À l'hôpital Al-Salam de Tripoli, grande ville du nord, les salles d'urgence se sont remplies dès le petit matin de blessés et de proches de victimes, certains à la recherche d'une personne disparue.

«Ne nous quitte pas!» criait une mère à côté de son fils au corps entièrement brûlé, tandis qu'un homme pleurait à chaudes larmes, priant Dieu de sauver son enfant.

Hôpitaux débordés

Au moins sept corps et des dizaines de personnes brûlées ont été transférés dans un hôpital d'Akkar, a indiqué un employé de cet établissement, Yassine Metlej.

Mais «les cadavres sont tellement carbonisés qu'on ne peut pas les identifier», a-t-il dit à l'AFP. «Certains n'ont plus de visage, d'autres plus de bras.»

L'hôpital a dû refuser la plupart des blessés, car il n'est pas équipé pour soigner les grands brûlés, a-t-il ajouté.

Patients transférés

Le ministre sortant de la Santé, Hamad Hassan, a dit être en contact avec notamment la Turquie, le Koweït et la Jordanie pour y transférer les brûlés graves.

Il y a beaucoup [...] de corps que nous n'avons pas pu identifier», a confirmé une source sécuritaire à l'AFP, indiquant que des tests ADN avaient débuté.

Dans plusieurs hôpitaux, des correspondants de l'AFP ont vu des dépouilles enveloppées dans des linceuls blancs.

Une personne grièvement blessée a été transportée en hélicoptère vers un hôpital de Beyrouth, a constaté un photographe de l'AFP.

Le Liban, qui connaît des pénuries en tous genres, notamment en carburants, est en plein effondrement économique depuis fin 2019. La livre libanaise a perdu plus de 90 % de sa valeur face au dollar.

La chute est accélérée par une crise politique sans fin: le pays est sans gouvernement depuis l'été dernier. La classe politique, prisonnière d'intérêts personnels et clientélistes, échoue à former un gouvernement afin de lancer des réformes indispensables au déblocage d'aides financières internationales cruciales de plusieurs milliards de dollars.

Colère contre la classe dirigeante

En attendant, des hôpitaux, pharmacies, boutiques, restaurants et centres commerciaux ont dû fermer leurs portes, faute de carburant pour alimenter les générateurs privés, tandis que les pannes de courant culminent à plus de 22 heures par jour.

Sur le terrain, la colère contre la classe dirigeante ne cesse de monter.

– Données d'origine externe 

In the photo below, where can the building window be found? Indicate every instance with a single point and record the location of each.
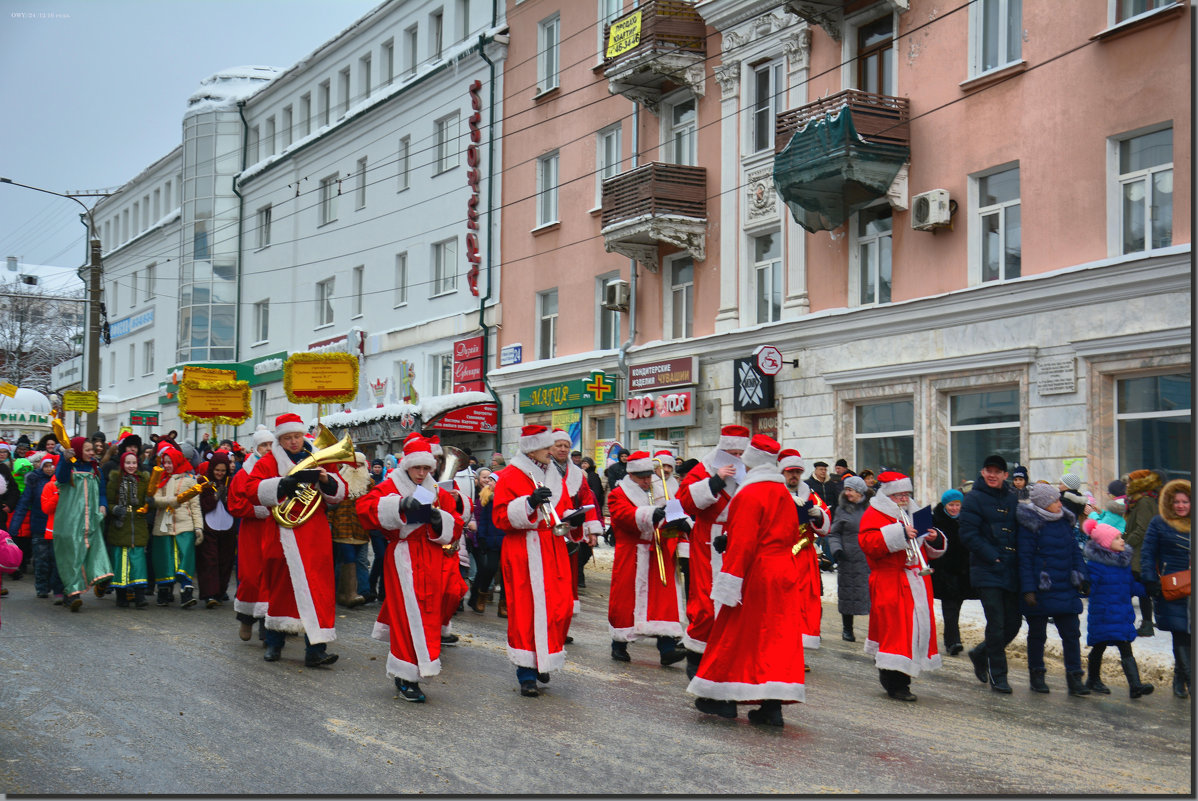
(546, 189)
(445, 267)
(998, 212)
(261, 321)
(264, 226)
(548, 64)
(768, 275)
(873, 248)
(404, 159)
(767, 85)
(446, 143)
(330, 188)
(981, 424)
(546, 327)
(1154, 424)
(359, 194)
(682, 298)
(400, 279)
(1145, 192)
(885, 436)
(997, 32)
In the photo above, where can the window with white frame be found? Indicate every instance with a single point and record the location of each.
(325, 302)
(445, 137)
(264, 226)
(546, 189)
(445, 266)
(261, 321)
(767, 88)
(767, 256)
(400, 279)
(980, 424)
(875, 225)
(1145, 190)
(1154, 424)
(330, 187)
(996, 30)
(884, 436)
(548, 53)
(998, 222)
(546, 325)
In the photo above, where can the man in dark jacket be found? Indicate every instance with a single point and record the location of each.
(988, 531)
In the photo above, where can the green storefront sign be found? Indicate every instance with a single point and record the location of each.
(597, 388)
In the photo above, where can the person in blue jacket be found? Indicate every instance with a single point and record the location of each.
(1052, 582)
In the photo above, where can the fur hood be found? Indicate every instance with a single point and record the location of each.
(1166, 504)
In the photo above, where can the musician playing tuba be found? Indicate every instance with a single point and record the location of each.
(297, 563)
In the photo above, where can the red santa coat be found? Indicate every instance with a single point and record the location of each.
(536, 566)
(413, 574)
(902, 626)
(297, 563)
(755, 650)
(639, 604)
(709, 514)
(255, 526)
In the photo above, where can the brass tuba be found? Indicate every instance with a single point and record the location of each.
(297, 509)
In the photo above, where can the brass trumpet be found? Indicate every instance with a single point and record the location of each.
(297, 509)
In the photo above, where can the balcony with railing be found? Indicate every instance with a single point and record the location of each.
(657, 46)
(655, 204)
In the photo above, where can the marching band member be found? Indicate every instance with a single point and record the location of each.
(297, 563)
(413, 568)
(902, 626)
(815, 521)
(705, 495)
(640, 605)
(249, 601)
(536, 565)
(752, 655)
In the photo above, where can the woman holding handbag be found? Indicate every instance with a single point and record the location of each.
(1166, 552)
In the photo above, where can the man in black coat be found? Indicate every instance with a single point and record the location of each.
(988, 531)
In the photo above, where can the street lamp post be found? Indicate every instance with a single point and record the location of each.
(94, 274)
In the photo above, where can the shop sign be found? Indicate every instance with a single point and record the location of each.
(659, 375)
(598, 388)
(660, 410)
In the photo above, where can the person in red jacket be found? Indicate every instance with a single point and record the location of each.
(418, 519)
(902, 625)
(754, 654)
(705, 495)
(536, 565)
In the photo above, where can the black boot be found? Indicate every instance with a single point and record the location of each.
(1135, 686)
(1094, 678)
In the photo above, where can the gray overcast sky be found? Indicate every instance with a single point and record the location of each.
(94, 91)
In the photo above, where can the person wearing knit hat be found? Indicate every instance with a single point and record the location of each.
(705, 495)
(418, 519)
(530, 493)
(1052, 582)
(902, 626)
(297, 562)
(752, 655)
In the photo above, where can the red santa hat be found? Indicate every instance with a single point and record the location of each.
(733, 437)
(893, 481)
(762, 451)
(791, 460)
(639, 462)
(417, 453)
(534, 437)
(289, 423)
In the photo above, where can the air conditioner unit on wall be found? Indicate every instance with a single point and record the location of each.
(616, 296)
(930, 210)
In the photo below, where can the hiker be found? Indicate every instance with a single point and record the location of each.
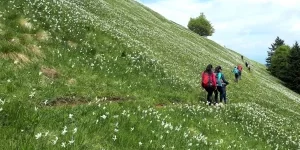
(236, 74)
(221, 84)
(209, 82)
(249, 67)
(246, 64)
(216, 91)
(240, 68)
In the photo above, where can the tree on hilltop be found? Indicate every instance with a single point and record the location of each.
(279, 62)
(274, 46)
(293, 75)
(201, 26)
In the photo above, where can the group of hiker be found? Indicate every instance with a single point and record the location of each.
(214, 82)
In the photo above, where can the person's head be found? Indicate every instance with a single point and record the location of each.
(218, 69)
(209, 68)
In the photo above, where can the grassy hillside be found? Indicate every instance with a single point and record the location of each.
(113, 74)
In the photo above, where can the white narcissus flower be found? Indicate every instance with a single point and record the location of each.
(70, 116)
(63, 144)
(39, 135)
(104, 116)
(114, 138)
(74, 130)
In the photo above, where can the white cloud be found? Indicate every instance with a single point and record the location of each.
(246, 26)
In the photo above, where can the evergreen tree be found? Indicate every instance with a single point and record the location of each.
(201, 26)
(293, 75)
(279, 62)
(274, 46)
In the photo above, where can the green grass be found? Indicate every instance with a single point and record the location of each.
(128, 79)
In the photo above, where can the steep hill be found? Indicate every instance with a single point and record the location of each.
(113, 74)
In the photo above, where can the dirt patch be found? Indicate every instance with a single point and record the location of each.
(17, 57)
(66, 101)
(79, 100)
(49, 72)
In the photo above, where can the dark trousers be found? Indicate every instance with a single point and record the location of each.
(209, 91)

«Après ce qui s'est passé, le temps du jugement va arriver», promet le proche d'une victime de la tragédie d'Akkar, sous le couvert de l'anonymat.

Excédés, des habitants d'Akkar ont incendié dimanche une maison qui appartiendrait au propriétaire du terrain où a eu lieu l'explosion, selon l'ANI.

Dans un communiqué, l'armée a indiqué avoir arrêté à Tripoli ce propriétaire.

À Beyrouth, des habitants sont entrés de force dans l'appartement d'un député – qui était absent – et l'ont vandalisé, selon l'ANI.

D'autres ont manifesté devant le domicile du premier ministre désigné, Nagib Mikati.